Dienstag, 6. März 2012

Talkshow


Flöter holte sich ein Bier und schaltete den Fernsehapparat an.
»Herr Dr. Fadenschein«, sagte der Moderator die Hände auf den Tisch gestützt, »mit dem Pulitzer-, dem Rainer-Maria-Rilke-, dem Georg-Büchner- und dem Deutschen Buchhandelspreis, um nur einige zu nennen, sind Sie der – Ich weiß nicht, wie ich es sonst nennen soll? – mithin am höchsten ausgezeichnete deutsche Autor.«
Dr. Fadenschein grinste unter seinem Hut in die Kamera. Ganz oben in der Ecke war noch ein Stück vom Richtmikrofon zu sehen, nicht viel, aber Flöter sah es ganz genau, so wie er immer alles ganz genau sah. 

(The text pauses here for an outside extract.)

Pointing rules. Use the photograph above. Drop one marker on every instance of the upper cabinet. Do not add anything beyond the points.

»In ihrem neuen Roman«, fuhr der Moderator fort, »spielt die Figur des Henri Kleber, ein kleinbürgerlicher Voyeur, der den nächtlichen Strand von Perpignan nach kopulierenden Paaren absucht eine exzeptionelle, ja man könnte sogar sagen die handlungstragende Rolle.«
Dr. Fadenschein nickte.
Flöter konnte sehen, wie dessen Kinn dabei kurzzeitig zum Doppelkinn mutierte.
»Was interessiert Sie so sehr an dieser Figur?«
»Naja«, sagte Dr. Fadenschein genüsslich und rückte ein Stück auf dem Sessel vor, sodass sein Kopf den ganzen Bildschirm ausfüllte. »Alle Künstler wollen die Menschen in einem wirklichen, echten Augenblick sehen, in dem sie einfach nur sie selbst sind.«
»Wie beim Sex?«, fragte der Moderator.
»Ja, wie etwa beim Sex«, antwortet Dr. Fadenschein voller Gefallsucht, indem er jedes Wort in die Länge zog.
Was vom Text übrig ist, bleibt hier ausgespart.